We can use integration by parts:

Let $\left\{\begin{matrix}u & = \cos 2 x & \implies \frac{\mathrm{du}}{\mathrm{dx}} = - 2 \sin x \\ \frac{\mathrm{dv}}{\mathrm{dx}} & = {e}^{- x} & \implies v = - {e}^{- x}\end{matrix}\right.$

Then plugging into the IBP formula:

$\int \setminus \left(u\right) \left(\frac{\mathrm{dv}}{\mathrm{dx}}\right) \setminus \mathrm{dx} = \left(u\right) \left(v\right) - \int \setminus \left(v\right) \left(\frac{\mathrm{du}}{\mathrm{dx}}\right) \setminus \mathrm{dx}$

gives us

$\int \setminus \left(\cos 2 x\right) \left({e}^{- x}\right) \setminus \mathrm{dx} = \left(\cos 2 x\right) \left(- {e}^{- x}\right) - \int \setminus \left(- {e}^{- x}\right) \left(- 2 \sin 2 x\right) \setminus \mathrm{dx}$
$\therefore I = - {e}^{- x} \cos 2 x - 2 \setminus \int \setminus {e}^{- x} \setminus \sin 2 x \setminus \mathrm{dx}$ .... [A]

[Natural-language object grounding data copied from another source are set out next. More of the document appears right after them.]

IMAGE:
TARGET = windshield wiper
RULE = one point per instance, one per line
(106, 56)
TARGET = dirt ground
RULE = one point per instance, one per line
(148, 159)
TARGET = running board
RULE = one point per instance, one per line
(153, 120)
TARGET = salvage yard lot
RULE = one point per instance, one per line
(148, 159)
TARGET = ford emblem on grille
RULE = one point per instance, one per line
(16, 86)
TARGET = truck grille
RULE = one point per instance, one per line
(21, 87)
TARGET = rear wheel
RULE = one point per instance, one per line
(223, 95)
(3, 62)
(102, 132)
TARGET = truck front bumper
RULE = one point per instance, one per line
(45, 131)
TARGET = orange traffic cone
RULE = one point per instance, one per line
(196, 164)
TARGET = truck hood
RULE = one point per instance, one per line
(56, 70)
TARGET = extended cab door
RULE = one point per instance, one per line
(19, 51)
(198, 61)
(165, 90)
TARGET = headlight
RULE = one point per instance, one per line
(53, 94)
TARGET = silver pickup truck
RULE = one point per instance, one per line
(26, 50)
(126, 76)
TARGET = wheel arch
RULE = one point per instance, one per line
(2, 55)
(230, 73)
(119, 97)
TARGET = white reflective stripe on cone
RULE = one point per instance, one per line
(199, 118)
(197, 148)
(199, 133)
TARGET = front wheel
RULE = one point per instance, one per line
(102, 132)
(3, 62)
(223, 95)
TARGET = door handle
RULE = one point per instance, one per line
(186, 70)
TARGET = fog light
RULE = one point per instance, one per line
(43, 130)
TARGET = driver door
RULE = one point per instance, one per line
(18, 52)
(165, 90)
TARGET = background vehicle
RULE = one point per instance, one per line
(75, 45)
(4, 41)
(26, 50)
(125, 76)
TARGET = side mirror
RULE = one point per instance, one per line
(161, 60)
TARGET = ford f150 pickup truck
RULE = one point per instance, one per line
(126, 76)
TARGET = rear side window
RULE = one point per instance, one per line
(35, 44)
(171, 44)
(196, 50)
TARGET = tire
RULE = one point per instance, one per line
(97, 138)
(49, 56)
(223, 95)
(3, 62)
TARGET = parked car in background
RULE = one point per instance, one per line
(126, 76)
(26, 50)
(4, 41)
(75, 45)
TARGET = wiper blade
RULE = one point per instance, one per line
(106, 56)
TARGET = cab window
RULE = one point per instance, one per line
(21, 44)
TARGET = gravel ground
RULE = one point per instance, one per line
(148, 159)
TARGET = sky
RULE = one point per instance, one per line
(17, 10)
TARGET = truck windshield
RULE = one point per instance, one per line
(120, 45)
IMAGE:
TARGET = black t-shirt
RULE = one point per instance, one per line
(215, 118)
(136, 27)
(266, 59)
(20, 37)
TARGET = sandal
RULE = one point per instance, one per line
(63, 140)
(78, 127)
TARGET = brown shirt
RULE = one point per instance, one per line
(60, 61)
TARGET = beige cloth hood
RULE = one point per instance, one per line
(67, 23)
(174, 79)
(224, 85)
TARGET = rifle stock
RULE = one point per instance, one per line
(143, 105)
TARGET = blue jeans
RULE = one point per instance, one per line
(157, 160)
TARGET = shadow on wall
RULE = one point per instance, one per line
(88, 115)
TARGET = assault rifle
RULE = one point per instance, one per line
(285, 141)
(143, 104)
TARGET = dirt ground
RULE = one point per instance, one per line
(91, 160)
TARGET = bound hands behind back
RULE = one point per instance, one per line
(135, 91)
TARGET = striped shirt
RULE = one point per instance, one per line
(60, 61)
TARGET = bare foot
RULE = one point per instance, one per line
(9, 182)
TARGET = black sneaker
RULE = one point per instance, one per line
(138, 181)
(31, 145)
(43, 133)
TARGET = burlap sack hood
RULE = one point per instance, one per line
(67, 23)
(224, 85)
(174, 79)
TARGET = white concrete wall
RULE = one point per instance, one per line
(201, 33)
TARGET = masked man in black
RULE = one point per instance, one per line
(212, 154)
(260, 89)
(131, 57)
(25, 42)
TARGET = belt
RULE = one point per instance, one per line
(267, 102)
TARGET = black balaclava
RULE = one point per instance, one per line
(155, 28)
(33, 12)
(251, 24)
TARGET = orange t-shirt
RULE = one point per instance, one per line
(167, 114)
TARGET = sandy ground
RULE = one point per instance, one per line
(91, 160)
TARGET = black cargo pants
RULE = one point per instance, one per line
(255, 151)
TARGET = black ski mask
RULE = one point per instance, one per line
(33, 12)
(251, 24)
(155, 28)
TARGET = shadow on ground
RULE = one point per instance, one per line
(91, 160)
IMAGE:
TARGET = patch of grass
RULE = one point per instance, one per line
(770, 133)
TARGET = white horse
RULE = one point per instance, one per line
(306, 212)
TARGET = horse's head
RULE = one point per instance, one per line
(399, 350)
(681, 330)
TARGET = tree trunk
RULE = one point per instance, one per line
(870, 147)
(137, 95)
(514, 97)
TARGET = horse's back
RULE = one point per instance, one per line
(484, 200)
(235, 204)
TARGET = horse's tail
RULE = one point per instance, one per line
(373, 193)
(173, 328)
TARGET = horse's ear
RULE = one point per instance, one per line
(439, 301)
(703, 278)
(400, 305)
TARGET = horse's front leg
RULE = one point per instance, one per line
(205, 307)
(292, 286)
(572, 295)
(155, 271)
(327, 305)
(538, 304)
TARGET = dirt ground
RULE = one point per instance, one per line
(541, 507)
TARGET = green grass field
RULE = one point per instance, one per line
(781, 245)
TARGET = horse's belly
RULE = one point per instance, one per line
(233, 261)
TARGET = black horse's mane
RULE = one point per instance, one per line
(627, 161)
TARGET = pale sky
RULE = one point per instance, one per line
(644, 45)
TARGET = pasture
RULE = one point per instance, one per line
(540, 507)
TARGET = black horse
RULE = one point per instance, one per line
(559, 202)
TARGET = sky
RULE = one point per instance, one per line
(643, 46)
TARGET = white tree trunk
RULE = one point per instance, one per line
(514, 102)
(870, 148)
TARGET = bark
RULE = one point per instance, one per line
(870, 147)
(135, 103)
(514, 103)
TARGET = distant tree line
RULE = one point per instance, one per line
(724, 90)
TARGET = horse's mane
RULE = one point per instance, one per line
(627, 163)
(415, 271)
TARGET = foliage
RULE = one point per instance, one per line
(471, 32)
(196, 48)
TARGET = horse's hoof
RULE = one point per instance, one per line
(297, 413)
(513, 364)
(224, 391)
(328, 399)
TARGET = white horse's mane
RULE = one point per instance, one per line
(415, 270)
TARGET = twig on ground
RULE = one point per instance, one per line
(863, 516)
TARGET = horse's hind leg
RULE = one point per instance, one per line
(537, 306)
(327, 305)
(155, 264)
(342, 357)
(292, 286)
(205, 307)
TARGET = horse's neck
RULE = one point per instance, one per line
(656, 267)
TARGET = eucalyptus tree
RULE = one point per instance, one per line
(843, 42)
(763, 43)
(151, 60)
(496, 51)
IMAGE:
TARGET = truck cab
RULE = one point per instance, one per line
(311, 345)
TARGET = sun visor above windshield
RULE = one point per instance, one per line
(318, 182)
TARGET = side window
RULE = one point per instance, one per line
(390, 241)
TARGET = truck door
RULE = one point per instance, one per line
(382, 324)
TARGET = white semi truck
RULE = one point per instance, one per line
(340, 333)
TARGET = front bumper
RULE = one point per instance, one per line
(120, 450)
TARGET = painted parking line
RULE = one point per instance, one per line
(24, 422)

At first it appears as if we have made no progress, as now the second integral is similar to $I$, having exchanged $\sin 2 x$ for $\sin 2 x$, but if we apply IBP a second time then the progress will become clear:

Let $\left\{\begin{matrix}u & = \sin 2 x & \implies \frac{\mathrm{du}}{\mathrm{dx}} = 2 \cos 2 x \\ \frac{\mathrm{dv}}{\mathrm{dx}} & = {e}^{- x} & \implies v = - {e}^{- x}\end{matrix}\right.$

Then plugging into the IBP formula, gives us:

$\int \setminus \left(\sin 2 x\right) \left({e}^{- x}\right) \setminus \mathrm{dx} = \left(\sin 2 x\right) \left(- {e}^{- x}\right) - \int \setminus \left(- {e}^{- x}\right) \left(2 \cos 2 x\right) \setminus \mathrm{dx}$
$\therefore \int \setminus {e}^{- x} \setminus \sin 2 x \setminus \mathrm{dx} = - {e}^{x} \sin 2 x + 2 I$

Inserting this result into [A] we get:

$I = - {e}^{- x} \cos 2 x - 2 \left(- {e}^{x} \sin 2 x + 2 I\right) + A$

Now we can solve fior $I$

$I = - {e}^{- x} \cos 2 x + 2 {e}^{x} \sin 2 x - 4 I + A$

$\therefore 5 I = {e}^{x} \left\{2 \sin 2 x - \cos 2 x\right\} + A$

$\therefore I = {e}^{x} / 5 \left\{2 \sin 2 x - \cos 2 x\right\} + A$